Putz... Natal é mesmo uma festa pra gastar. Como todos dizem: Natal é mais uma data
comercial e só. É mais um pretexto pra consumir. E como o povo adooooooora consumir... já foi! Mas é sobre isso mesmo que eu queria falar. Sobre o consumo!

Nessas duas últimas décadas passamos a viver uma intensa fase de
compressão de tempo e espaço, ou seja, o tempo ficou cada vez mais insuficiente para suprir nossos objetivos e a distância entre diferentes espaços ficou ainda menor graças à internet. A aceleração do tempo do giro na produção capitalista envolveu também acelerações no conSumo. Sistemas aperfeiçoados de comunicação e de fluxo de informações possibilitaram a circulação de mercadorias no mercado a uma velocidade ainda maior.

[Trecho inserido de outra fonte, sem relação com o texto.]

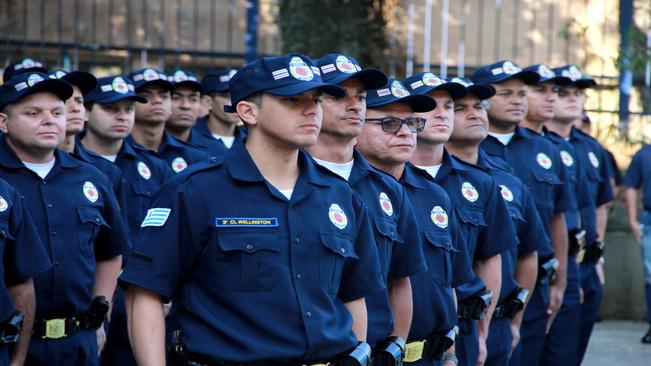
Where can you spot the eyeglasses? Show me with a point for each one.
(392, 124)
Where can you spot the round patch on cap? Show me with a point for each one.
(337, 216)
(90, 191)
(439, 217)
(509, 68)
(544, 160)
(469, 192)
(567, 158)
(593, 159)
(3, 204)
(398, 90)
(150, 74)
(345, 65)
(34, 79)
(143, 170)
(506, 193)
(430, 79)
(178, 164)
(300, 70)
(120, 86)
(385, 204)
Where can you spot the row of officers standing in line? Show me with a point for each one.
(353, 219)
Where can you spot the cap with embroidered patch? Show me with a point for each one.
(285, 75)
(547, 74)
(481, 91)
(184, 78)
(217, 82)
(578, 79)
(112, 89)
(85, 81)
(336, 68)
(502, 71)
(22, 85)
(25, 65)
(149, 76)
(395, 92)
(425, 82)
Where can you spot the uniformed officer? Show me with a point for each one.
(83, 83)
(519, 265)
(390, 212)
(219, 125)
(25, 65)
(598, 186)
(111, 114)
(76, 213)
(149, 128)
(388, 140)
(266, 256)
(638, 177)
(483, 215)
(23, 258)
(536, 162)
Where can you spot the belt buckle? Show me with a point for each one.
(414, 351)
(55, 328)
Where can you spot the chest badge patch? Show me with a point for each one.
(337, 216)
(90, 192)
(544, 160)
(567, 158)
(506, 193)
(143, 170)
(385, 204)
(3, 204)
(179, 164)
(469, 192)
(593, 159)
(439, 217)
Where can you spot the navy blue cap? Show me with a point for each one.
(85, 81)
(425, 82)
(186, 78)
(481, 91)
(217, 82)
(547, 74)
(502, 71)
(284, 75)
(394, 92)
(336, 68)
(578, 79)
(22, 85)
(112, 89)
(25, 65)
(148, 76)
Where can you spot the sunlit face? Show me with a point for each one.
(344, 116)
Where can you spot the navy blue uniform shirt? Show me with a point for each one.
(483, 216)
(203, 138)
(445, 252)
(399, 245)
(78, 219)
(253, 276)
(639, 175)
(22, 252)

Diante disso, uma forte conseqüência foi a acentuação da
efemeridade das mercadorias, das modas, das idéias e ideologias, dos valores e das práticas estabelecidas. Na dinâmica da sociedade “descartável”, na só os bens materiais que são jogados fora (criando um problema sobre o que fazer com o lixo), mas também os valores, os estilos de vida, os relacionamentos estáveis, o apego as coisas, as pessoas e os modos adquiridos de agir e ser. A publicidade atualmente não mais compartilha da idéia de informar ou promover algum produto, mas sim do objetivo de ManIpuLar os desejos e gostos mediante imagem que podem ou não ter relação com o produto a ser vendido. O capitalismo agora não se preocupa unicamente com a produção de mercadorias, mas também com a produção de símbolos e imagens. A competição no mercado da construção de passou a ser um aspecto vital da concorrência entre as empresas.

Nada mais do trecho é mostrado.